- Born: August 3, 1944 (age 82) Montreal, Quebec, Canada
- Education: Ecole des beaux-arts de Montreal and Vancouver School of Decorative and Applied Arts (1970)
- Alma mater: Emily Carr University of Art and Design
- Known for: Photography and printmaking
- Website: michaeldecourcy.com

= Michael de Courcy (artist) =

Canadian artist

Michael de Courcy (born August 3, 1944) is a Canadian multi-disciplinary artist.

== Biography ==
Michael de Courcy was born in Montreal, Quebec. He completed his formal education at Ecole des beaux-arts de Montreal and Vancouver School of Decorative and Applied Arts (1970). He lives and works in Vancouver, British Columbia.

== Career ==
In the late 1960s de Courcy joined the Intermedia Society, an artist collective active in Vancouver, British Columbia from 1967 to 1972. He was one of its core members, creating an extensive, photo-based project that evolved into The Intermedia Catalogue.
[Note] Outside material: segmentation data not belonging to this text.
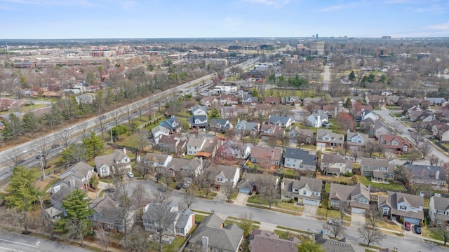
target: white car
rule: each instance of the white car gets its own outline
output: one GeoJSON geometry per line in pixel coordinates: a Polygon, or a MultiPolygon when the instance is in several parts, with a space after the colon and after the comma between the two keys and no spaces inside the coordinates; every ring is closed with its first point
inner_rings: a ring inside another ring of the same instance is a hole
{"type": "Polygon", "coordinates": [[[134,178],[134,174],[133,174],[133,172],[130,171],[130,172],[128,172],[126,174],[128,174],[128,177],[134,178]]]}

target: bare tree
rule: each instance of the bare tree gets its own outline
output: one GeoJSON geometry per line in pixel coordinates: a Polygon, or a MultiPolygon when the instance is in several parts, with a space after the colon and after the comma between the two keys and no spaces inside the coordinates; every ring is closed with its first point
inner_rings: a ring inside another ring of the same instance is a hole
{"type": "Polygon", "coordinates": [[[343,224],[330,225],[328,223],[325,223],[323,225],[323,228],[329,230],[334,235],[334,238],[336,238],[339,235],[345,235],[347,231],[347,227],[343,224]]]}
{"type": "Polygon", "coordinates": [[[223,186],[222,188],[223,189],[223,192],[224,192],[224,195],[227,199],[227,202],[230,203],[231,197],[232,197],[232,195],[236,191],[236,188],[232,187],[232,185],[223,186]]]}
{"type": "Polygon", "coordinates": [[[46,167],[48,162],[48,154],[51,148],[51,142],[46,136],[41,137],[33,141],[33,147],[37,150],[38,155],[41,155],[41,159],[43,167],[46,167]]]}
{"type": "Polygon", "coordinates": [[[56,137],[62,142],[64,148],[67,148],[70,145],[70,130],[62,130],[55,134],[56,137]]]}
{"type": "Polygon", "coordinates": [[[358,230],[360,237],[366,241],[368,246],[371,243],[380,244],[385,237],[385,234],[380,232],[377,227],[371,227],[368,224],[358,227],[358,230]]]}
{"type": "Polygon", "coordinates": [[[177,213],[169,211],[167,205],[170,197],[167,194],[154,190],[153,198],[153,209],[149,215],[154,225],[157,227],[157,232],[159,233],[159,251],[162,251],[162,236],[168,228],[173,228],[177,213]]]}
{"type": "Polygon", "coordinates": [[[266,175],[259,177],[257,181],[259,188],[259,195],[260,197],[268,203],[269,208],[272,208],[273,204],[276,203],[279,200],[279,191],[276,187],[276,183],[272,176],[266,175]]]}

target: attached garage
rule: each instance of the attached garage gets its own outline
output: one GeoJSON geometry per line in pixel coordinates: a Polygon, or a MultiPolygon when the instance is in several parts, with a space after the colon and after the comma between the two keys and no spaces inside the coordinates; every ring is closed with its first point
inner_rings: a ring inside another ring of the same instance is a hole
{"type": "Polygon", "coordinates": [[[319,204],[319,202],[318,200],[304,199],[304,204],[312,206],[318,206],[319,204]]]}
{"type": "Polygon", "coordinates": [[[415,218],[404,217],[404,221],[408,221],[412,224],[420,225],[420,221],[421,221],[421,220],[415,218]]]}
{"type": "Polygon", "coordinates": [[[351,209],[351,213],[354,213],[354,214],[365,214],[365,209],[359,209],[359,208],[356,208],[356,207],[353,207],[351,209]]]}

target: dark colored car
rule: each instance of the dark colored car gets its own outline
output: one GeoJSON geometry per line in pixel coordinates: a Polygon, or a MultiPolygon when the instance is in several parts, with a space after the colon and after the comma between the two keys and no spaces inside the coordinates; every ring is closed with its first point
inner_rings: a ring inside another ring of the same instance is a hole
{"type": "Polygon", "coordinates": [[[183,186],[184,186],[184,183],[178,183],[177,185],[176,185],[176,190],[180,190],[182,188],[183,186]]]}
{"type": "Polygon", "coordinates": [[[106,189],[105,189],[105,192],[115,192],[115,188],[106,188],[106,189]]]}

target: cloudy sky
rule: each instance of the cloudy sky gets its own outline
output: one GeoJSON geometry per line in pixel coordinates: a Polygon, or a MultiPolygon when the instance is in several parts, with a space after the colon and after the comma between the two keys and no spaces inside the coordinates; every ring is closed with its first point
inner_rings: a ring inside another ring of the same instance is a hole
{"type": "Polygon", "coordinates": [[[0,39],[449,36],[448,0],[0,0],[0,39]]]}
His work has been exhibited in Canada and internationally including the Museum of Modern Art, NYC, the Canadian Museum of Contemporary Photography, Ottawa and the Vancouver Art Gallery. He has lectured and participated in workshops at the University of British Columbia, Emily Carr University of Art and Design, the York University, the University of Windsor, and the School of the Art Institute of Chicago.

=== Significant works ===
de Courcy's 100 randomly stacked photo-boxes Untitled (1970), was presented in the Museum of Modern Art's Photography into Sculpture (1970) exhibition. He was one of two Canadians out of 23 artists who participated in the exhibition. In Mary Statzer's book "Conversation with the Curator, Peter Bunnell said, "...Michael's whole point was that the placement was random. Those boxes had a different image on each side. One fellow liked the black image, so he stacked the boxes so that that one was facing out." de Courcy's Boxes were part of the Photography into Sculpture international traveling exhibition. The exhibition was a traveling exhibition from 1970 to 1972, traveling to Vancouver Art Gallery in 1971. Photography into Sculpture also traveled to the Krannert Art Museum, the Menil Collection, the Virginia Museum of Fine Arts, the San Francisco Museum of Modern Art, the Otis College of Art and Design in LA, the Fort Worth Museum of Modern Art, and the Phoenix Art Museum.

In 1972 de Courcy, Taki Bluesinger, Gerry Gilbert and Glenn Lewis created a photo-mapping project, Background / Vancouver. There were three walking loops through Greater Vancouver, which began and ended at Victoria Square. The walks took place simultaneously and included New Westminster, North Vancouver, Burnaby and West Vancouver. The resulting photographs numbered 360 creating a 360-degree city view.

In 1975 de Courcy along with two assistants painted arrows on the streets in Vancouver marking three walks downtown from the Artist's Gallery to downtown to the West End, to Victory Square and to False Creek in preparation for the Urban Wilderness exhibition.

===Collections===
Works by de Courcy are held in the collections of the Vancouver Art Gallery, the National Gallery of Canada, Simon Fraser University Galleries and the Burnaby Art Gallery.